Nadia: I fully agree that I did not find any obligation to choose a side in a conflict that was created and maintained by geopolitics. On the contrary, I felt compelled and attracted by the challenge to deconstruct the adopted narratives about religions, geopolitical conflicts, and competition between the Jewish tragedies and Palestinian ones, or the license this or that gives to turn a cold shoulder to injustice, etc. At the same time, it is not that complicated to see that there is an aggressor side in the name of the Jewish religion and that at this point in time and since the conception of the idea of the nation-state based on Jewishness was the foolish unjust idea that has let to great continuing injustices and that the Jewish people have suffered in another point or points in time does not license the crime of displacing by all means a whole population of Palestinian and maintaining an apartheid rule towards the Palestinians. I also think that the Jewish people are suffering from this aggressor’s role in its own name. I think colonialism hurts the colonized people but also its own people. I had watched a very deep contemplation of the complexity and the ugliness of the situation in Palestine, which was “route 181” of Eyal Sivan and Michel Khleifi. And I was touched to find that I was not alone to think that Jews are causing a lot of suffering to the Palestinians until today – and that they are unwittingly causing a lot of suffering to their own people. But this is the fate of aggressor populations. And it happened before and could continue happening for a long time – but this reality cannot be a cynical conclusion, let’s just accept – Jews are no exception they can do horrors like any other population – there is no gain to humanity in accepting Jews from accountability. Anyway, I hate speaking of politics because this denial of justice is leading to complications and deformations of every sort in the region. And no one is comfortable or happy as a result of this suggests that the creation of a state based on religious sorting is going to be a good thing. I hate the politics bla bla in it because it is extremely manipulative, the question is not just a geopolitical misunderstanding between two populations otherwise extremely alike and kind – but it is also the festering wound of a prolonged injustice and denial of one’s own role in it.
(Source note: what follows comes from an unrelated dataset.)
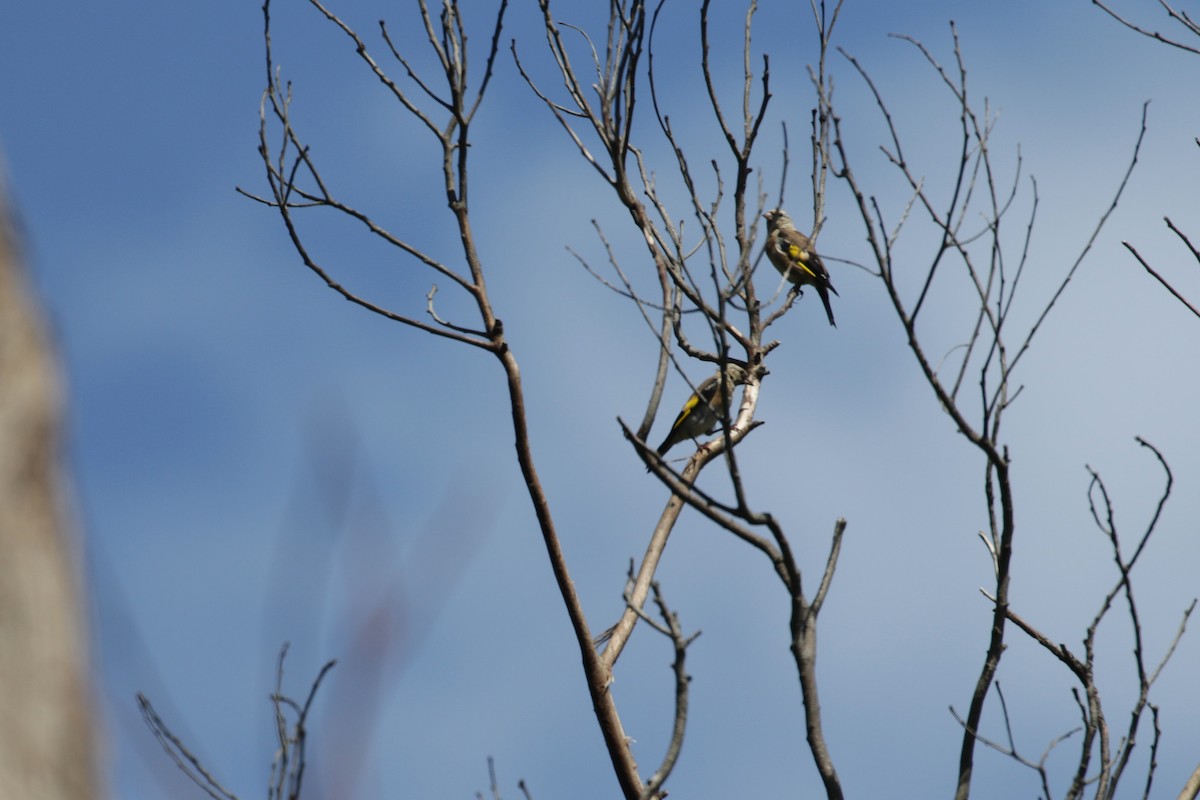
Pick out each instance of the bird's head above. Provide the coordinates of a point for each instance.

RedCut: I read the article about your film: “This film depicts the awakening of long-pent-up sentiments; it is a humanitarian message for members of all religions.” This is how director Nadia Kamel described her long documentary drama Salata Baladi. The name is in itself indicative. Baladi salad—a mix of diced cucumber, tomato, lettuce, green pepper, radish, watercress, dill, and any other fresh salad vegetables in season, topped with onion—is a staple dish on Egyptian tables. The words ‘Baladi salad’ are, however, commonly used to indicate any random mixture of things or events. The film depicts the yearning of members of a large family who all belong to different nationalities and who had met and intermarried in the cosmopolitan Egypt of the 1920s, 30s, and 40s, but was later separated by the wars and enmities of the region, to again unite. The film was awarded a prize at the Arab Film Festival of 2007. Can you let me know more about it? I really like the idea of food because sometimes food shows us the culture, what do you think about it?
Nadia:I meant the title in a positive good way, a mixture of fresh colorful seasonal homegrown people, and what a disaster it was to deny their possibility – the working title started with “home” but then it was clear to me that just “home” was reductive – in this “home” there was so much variety it was like in this home was hiding a jini – the diversity of the food in our house was a source of a lot of happiness and then I thought this is a big salad, etc until it suddenly came to me we are a salata baladi meaning local Egyptian but so diverse. But some people who were critical of the film found the title offensive as if I meant untidy and garble – we are not a pure breed you see? And they were annoyed that Egyptians and Palestinians were dragged into this bastardized mix – at the time there was a lot of veneration of purity – and a lot of people thought in a fundamentalist way. Today the general vibe is less rigid and more diverse also – Egypt has become a big salata baladi of ideas and views (and a huge genetic pool for centuries)
RedCut: You are working on a Low Budget Project. What is the relationship between art film and the documentary industry?
Nidia: I think there are artists working in the despotic system of the industry. But art film and documentary have nothing to do with industry – there shouldn’t be any industry involved – there are so many filmmaking recipes that we think come from drama requirements and they are not, they are simply imposed by production efficiency. For example, you have to have an idea then research then write a synopsis then a treatment then a script then when the money is completely gathered we produce the film: the script is dismantled into lists of requirements for shooting, etc – even in the documentary you have to prepare so much in a certain order – I think this is just one way to produce – the industrial way – I am in the middle of an experiment to produce low budget hybrid art/documentary – writing shooting archiving looking for money, etc. I hope I succeed in producing the film I dream of this way – not just until I find enough money and then go to the linear order.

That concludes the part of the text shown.